Wick Woodland. Photograph: Gerry Tissier

The upcoming felling of 80 trees in Hackney to prevent damage to water pipes has prompted a phlegmatic response from nature-lovers – though one hopes it will “spark a broader conversation” about urban development.

Thames Water is set to cut down a group of trees in Wick Woodland that were planted 25 years ago, close to water mains that serve 150,000 homes.

The utility giant says the work is needed after a burst pipe flooded walkways in the park, which is owned by Hackney Council, in October 2020.

The work will get underway on Monday 27 November and is expected to be completed over a fortnight.

Arboriculturalist Russell Miller, acting as a consultant on the project, said the trees, which include ash, oak, birch, poplar, cherry, hazel and alder, are not very old.

“Woodland needs a diversity of species,” he explained. “By felling the trees, we will be increasing the canopy of the woodland and encouraging ground flora and fauna and shrub layers.”

The trees will be cut to 1.2 metres in height, which will stop them growing.

Tree surgeons will then use a technique called ring-barking to cause the trees to die.

The tree trunks will be left in the wood to decompose and create habitats for insects and other wildlife.

Other trees will be pollarded, or pruned, to reduce their size and “leave a structural diversity”, said Miller.

The council said there are plans to plant 150 native shrubs on the site, and noted that it has introduced 17,000 trees to the borough in recent years.

Miller added: “There’s no reason for people to be upset.
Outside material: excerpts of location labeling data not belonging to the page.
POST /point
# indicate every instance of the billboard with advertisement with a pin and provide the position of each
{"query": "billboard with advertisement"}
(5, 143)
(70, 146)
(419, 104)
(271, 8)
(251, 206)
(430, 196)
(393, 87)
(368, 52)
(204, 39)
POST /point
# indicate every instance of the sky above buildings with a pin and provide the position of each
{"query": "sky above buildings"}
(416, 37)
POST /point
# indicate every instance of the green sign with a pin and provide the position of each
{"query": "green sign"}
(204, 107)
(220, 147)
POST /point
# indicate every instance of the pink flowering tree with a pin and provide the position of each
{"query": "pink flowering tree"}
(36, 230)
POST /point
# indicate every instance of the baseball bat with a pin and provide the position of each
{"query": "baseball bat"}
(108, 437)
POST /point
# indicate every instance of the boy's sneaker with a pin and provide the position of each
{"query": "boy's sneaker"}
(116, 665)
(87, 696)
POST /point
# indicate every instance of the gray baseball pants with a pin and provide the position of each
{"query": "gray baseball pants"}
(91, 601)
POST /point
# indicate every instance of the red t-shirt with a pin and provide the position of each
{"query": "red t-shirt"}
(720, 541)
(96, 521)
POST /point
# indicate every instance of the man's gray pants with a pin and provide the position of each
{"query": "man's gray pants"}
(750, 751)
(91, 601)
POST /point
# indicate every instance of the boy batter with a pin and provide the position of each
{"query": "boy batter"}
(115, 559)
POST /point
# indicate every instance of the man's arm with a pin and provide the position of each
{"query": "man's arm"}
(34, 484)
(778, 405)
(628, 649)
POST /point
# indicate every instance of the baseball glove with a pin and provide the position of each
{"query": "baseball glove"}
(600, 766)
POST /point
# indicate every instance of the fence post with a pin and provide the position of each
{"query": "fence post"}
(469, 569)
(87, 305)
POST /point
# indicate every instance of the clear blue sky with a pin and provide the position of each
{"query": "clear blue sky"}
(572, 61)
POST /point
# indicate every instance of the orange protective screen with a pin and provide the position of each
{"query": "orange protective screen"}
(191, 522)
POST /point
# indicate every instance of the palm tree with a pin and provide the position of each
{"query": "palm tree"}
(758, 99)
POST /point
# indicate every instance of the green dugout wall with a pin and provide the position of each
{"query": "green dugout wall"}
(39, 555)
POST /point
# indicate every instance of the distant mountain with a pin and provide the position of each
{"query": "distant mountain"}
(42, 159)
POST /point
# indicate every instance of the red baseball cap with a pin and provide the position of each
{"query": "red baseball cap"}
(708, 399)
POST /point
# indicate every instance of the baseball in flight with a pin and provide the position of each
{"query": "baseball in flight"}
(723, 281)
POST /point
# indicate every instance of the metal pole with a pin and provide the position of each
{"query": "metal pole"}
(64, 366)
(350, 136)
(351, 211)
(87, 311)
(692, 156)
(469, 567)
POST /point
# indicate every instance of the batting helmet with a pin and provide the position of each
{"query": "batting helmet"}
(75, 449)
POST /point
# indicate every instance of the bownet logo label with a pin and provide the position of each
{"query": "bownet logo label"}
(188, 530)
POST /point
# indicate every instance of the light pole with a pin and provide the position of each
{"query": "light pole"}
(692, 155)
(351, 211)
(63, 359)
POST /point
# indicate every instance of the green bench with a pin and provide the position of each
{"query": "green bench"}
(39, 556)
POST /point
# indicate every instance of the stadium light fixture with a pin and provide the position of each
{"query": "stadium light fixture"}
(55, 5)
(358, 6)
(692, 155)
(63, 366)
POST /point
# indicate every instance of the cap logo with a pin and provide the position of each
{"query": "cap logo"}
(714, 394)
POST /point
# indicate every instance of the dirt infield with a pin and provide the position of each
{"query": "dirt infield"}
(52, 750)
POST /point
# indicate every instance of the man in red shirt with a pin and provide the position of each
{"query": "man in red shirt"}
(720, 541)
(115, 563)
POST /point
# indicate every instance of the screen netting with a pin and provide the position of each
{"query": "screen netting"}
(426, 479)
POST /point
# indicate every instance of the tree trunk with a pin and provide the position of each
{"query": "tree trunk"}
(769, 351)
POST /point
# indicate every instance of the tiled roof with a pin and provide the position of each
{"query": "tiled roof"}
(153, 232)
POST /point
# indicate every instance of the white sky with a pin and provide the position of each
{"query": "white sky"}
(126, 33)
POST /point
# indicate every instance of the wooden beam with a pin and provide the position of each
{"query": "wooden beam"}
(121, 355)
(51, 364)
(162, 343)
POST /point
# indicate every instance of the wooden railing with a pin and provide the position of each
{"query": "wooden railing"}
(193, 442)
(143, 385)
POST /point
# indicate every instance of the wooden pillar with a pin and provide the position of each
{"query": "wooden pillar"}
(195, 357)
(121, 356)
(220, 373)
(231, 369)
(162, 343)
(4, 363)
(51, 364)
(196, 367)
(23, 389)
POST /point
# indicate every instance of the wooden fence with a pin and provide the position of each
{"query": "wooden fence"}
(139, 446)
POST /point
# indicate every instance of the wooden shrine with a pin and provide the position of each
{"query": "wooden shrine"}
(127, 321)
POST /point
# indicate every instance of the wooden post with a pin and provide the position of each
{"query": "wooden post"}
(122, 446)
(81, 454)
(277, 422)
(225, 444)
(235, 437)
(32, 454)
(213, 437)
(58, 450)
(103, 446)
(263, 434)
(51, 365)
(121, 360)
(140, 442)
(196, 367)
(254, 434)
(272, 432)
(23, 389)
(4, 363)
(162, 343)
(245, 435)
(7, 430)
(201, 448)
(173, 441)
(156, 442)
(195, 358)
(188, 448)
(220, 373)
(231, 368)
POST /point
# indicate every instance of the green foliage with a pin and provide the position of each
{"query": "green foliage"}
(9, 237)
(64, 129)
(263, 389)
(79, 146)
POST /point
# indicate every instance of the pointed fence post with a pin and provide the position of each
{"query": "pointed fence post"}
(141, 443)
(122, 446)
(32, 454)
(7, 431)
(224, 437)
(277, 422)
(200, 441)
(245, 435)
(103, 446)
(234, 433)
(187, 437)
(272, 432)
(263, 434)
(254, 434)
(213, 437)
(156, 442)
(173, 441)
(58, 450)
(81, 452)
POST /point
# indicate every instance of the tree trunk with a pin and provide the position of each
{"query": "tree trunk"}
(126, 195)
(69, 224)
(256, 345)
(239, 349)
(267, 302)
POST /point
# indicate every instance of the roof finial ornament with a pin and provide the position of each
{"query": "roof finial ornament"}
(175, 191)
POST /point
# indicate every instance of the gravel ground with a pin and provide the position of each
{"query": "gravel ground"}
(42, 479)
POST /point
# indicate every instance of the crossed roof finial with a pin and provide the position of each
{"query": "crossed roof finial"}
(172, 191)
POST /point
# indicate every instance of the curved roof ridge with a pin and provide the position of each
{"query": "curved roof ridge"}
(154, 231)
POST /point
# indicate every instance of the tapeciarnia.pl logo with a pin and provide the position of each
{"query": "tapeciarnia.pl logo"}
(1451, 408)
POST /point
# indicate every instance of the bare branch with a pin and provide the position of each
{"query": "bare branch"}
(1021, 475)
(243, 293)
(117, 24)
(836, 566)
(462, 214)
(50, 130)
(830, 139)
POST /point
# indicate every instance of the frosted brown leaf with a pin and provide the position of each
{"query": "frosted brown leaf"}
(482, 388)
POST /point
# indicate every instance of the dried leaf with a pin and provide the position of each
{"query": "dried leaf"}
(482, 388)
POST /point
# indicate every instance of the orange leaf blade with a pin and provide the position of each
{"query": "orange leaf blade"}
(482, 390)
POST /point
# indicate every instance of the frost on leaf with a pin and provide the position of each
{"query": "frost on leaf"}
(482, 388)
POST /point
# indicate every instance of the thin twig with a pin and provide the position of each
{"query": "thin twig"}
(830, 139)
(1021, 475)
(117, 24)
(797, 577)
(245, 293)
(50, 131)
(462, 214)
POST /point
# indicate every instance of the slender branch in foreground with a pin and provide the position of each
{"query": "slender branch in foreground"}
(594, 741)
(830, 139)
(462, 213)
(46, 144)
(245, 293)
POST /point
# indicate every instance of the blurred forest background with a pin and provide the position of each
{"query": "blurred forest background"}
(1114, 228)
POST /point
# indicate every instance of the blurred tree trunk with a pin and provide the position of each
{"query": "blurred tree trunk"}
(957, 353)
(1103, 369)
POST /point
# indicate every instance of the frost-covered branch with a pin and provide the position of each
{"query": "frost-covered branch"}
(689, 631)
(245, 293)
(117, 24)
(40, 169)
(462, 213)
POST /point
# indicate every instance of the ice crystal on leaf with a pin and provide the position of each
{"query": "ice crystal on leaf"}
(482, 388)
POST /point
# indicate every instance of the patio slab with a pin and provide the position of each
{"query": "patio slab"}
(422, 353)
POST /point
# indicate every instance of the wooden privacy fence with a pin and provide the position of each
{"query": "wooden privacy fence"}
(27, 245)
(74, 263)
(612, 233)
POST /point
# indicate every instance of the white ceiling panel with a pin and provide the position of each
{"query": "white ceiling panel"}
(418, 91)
This is of benefit to the ecology of the woodland. We will be doing this and sustaining a sensible, managed woodland.”

Gerry Tissier, a biodiversity expert for Sustainable Hackney, which supports environmental groups, agreed: “It will encourage biodiversity at the site, as Wick Woodland is structurally poor.

“It is a well thought-out habitat enhancement plan.”

Rich Weltch, director of Greenways Forest School, which teaches children about nature at Wick Woodland, said: “The loss of any trees in such a rare woodland setting is indeed disheartening.

“These trees not only contribute to the area’s biodiversity but also form an integral part of the magical experience we aim to provide for the children at our forest school.”

He added: “We understand the practical reasons for the felling, particularly in the context of public safety and infrastructure maintenance.

“However, we hope that this incident sparks a broader conversation about balancing urban development with the preservation of natural spaces.”

The school has temporarily moved to a different site on the woodland for its activities.

Weltch said: “We hope that measures will be taken to prevent similar occurrences in the future, ensuring the longevity and health of this beloved woodland area.”

Christine Kings from Tree Musketeers, a local organisation that plants and cares for trees, said: “None of us want this to happen. There’s no point in getting upset about it as Thames Water have legal responsibility for the pipes and are entitled to do this.”

Kings has helped plant trees at Wick Woodland in the past.

She added: “There are pipes all over London and, until they burst, nobody thinks what is there. People do not always know where pipes are.”

The Tree Musketeers will be keeping an eye on the management of the land.

“One of the concerns is that the area just becomes bramble,” Kings said.

A Thames Water spokesperson said: “It’s our job to keep the taps flowing for customers. In order to protect water supply for Hackney residents, we need to carefully remove and manage trees along an eight-metre wide corridor of a mains pipe situated under Wick Woodland.

“The mains pipe supplies water to almost 150,000 properties in the area and it’s critical our engineers can gain speedy access to maintain this important pipe in the future.”

Thames Water is working with Hackney Council and the London Wildlife Trust on the project.

The spokesperson added: “As part of the work, we also plan to pollard some of the trees and plant 150 native shrubs to establish a woodland ride, which will create better habitat for woodland butterflies and birds such as blackcap and chiffchaff.

“We will also create new habitats for wood mice, toads and solitary bees using timber from the trees we have to remove.”

The company will also install bat and owl boxes.